I hate myself. I want to erase myself with that poison. I want everyone who tries to abuse me and ask me for anything see no response, for I burned myself to death. I wait for some time when I would be just free, but whenever it comes, I'd just drink through it so I wouldn't even remember it. It feels like I had no free time at all, and here comes another morning, another Monday. I want to die.
I want to isolate myself from all this noise, these requests, these fucking routines. And alcohole helps me there. But then I have problems even waking up, a racing hearth, a bloody nose, these flashes in my already tired eyes. I feel like I pushed it too far, I eat vodka instead of a proper food, and it feeds into my generally bad acceptance of food.
I feel like it's nothing. I can race, I can growl, I can hate for whatever this diete of vodka and barely something can carry me for.
It makes me prepared to still work the job I hate. It makes me do work for people I love. It makes me not alone.
I feel embarassed by people around me, for they can smell that I've been drinking from me. In elevators, on the ladders and especially in the office space. Many of them are so kind to ignore it, but I know all of them know it. Even persons I don't know personally know I'm a drunk piece of shit.
I hate myself, why I'm even there? All I can think of is hate, Hate, HATE. But if I'm unfit to my job, where I can even find a job with that bad temper.
Honestly, I just want to drink myself to death, when I wouldn't care of all these things and my self-hatred.
Hey, I've talked to you before in other threads.
I got sober in 2017, but I still remember feeling a lot of what you're describing here. I too had the shame and the hopelessness. I too wanted to die so many times. That was actually the same time when I ended up in the psych ward and jail.
I too had a career that was slowly killing me but where I felt trapped. Things got so bad with the alcohol that I lost that career.
And that bad temper? That's not totally you. Contrary to popular belief, alcohol has a profound psychological impact over time. I still struggle with depression, but I can't even express how much better it is without the alcohol. It's not easy to see how much it's affecting literally everything when you're, as they say, "lost in the sauce." The alcohol is bringing a lot of the anger and feelings of hopelessness. Even when you're not actually drunk, it has a lingering effect.

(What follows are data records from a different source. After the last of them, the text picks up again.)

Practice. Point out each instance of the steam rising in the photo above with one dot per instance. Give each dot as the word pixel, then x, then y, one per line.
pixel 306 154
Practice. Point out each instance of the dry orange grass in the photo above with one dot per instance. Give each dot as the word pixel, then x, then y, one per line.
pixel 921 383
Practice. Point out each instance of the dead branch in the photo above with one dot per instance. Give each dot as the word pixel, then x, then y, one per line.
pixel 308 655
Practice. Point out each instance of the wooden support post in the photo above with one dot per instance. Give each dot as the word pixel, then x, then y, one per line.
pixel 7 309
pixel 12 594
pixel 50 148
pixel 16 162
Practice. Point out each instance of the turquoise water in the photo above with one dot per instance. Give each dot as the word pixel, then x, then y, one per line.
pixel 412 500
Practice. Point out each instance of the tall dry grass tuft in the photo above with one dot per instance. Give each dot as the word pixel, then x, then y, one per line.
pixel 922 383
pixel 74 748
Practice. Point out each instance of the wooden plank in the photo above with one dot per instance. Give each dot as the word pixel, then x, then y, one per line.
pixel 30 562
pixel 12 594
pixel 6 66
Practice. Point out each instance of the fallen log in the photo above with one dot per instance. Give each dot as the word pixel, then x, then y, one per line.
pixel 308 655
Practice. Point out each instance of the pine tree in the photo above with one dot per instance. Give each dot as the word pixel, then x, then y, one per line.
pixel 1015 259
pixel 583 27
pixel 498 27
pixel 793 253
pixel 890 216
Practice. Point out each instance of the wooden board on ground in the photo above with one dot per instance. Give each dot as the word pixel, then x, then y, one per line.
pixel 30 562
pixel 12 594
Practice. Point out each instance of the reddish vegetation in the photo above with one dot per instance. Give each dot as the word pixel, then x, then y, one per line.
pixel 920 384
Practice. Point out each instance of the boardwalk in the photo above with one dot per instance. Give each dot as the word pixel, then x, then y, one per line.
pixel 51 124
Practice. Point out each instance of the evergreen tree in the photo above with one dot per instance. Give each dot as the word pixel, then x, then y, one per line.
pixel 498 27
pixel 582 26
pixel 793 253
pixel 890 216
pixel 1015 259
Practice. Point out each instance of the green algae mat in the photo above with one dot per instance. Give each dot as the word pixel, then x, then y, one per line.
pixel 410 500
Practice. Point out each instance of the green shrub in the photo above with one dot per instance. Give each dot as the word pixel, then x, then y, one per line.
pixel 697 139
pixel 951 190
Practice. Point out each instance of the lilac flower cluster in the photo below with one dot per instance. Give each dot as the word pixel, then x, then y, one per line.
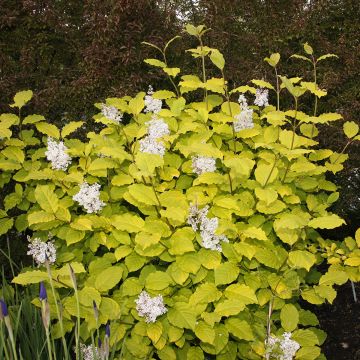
pixel 199 221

I'm slightly poorer now, but I found a job I feel good about and that's not killing me. I went through hell to get here, but ultimately I'm thankful to be alive and sober.
You can do it, too. It might not work on your first try, but then try and try again. Eventually you'll find some support, something that works for you.
It also turned out for me that a big part of the alcoholism (and in my case, also opioid addiction) was related to trauma. Yeah. For a lot of us, there's also something we're dealing with. And if you get through this, you can come out an even better person than ever, because you'll know what it's like for people with trauma and addiction. It's made me much more empathetic.
I hope you can get through this and find peace. For me, my rock bottom had to hit pretty hard, but I found a sober life on the other side. If I could do it, you can too.
I'm sorry for don't even remembering when we met the first time. Was it the time when I was drunk and felt so much loathe for myself I used lemmy as a shadow to train my fists against, or when I became sober, sad and empathetic, and tried to help someone with my thoughtd and ideas? I can't tell. But I hope, the third time would be different.
There's so much in your reply I can't process at once. I'd reread it. And I hope your words wouldn't be for nothing.
As far as I remember, it was neither. We shared back and forth a bit about mental health care in Russia and where I live in the US.
The main idea is that a lot of what you hate about yourself seems related to the alcohol. That's how it was for me. And that you have to try again when you fail.
I did go to AA at first and had a sponsor who told me, "Find what works for you, and keep doing it." What worked for me early on was keeping myself busy with hobbies.
Also, if you can't find AA where you're at, maybe you can find an online group, maybe a discord? In my experience, it doesn't have to be specifically focused on recovery, just a group of people who you can connect with who won't encourage you to drink. I personally had to get away from the people who were all about drinking and using.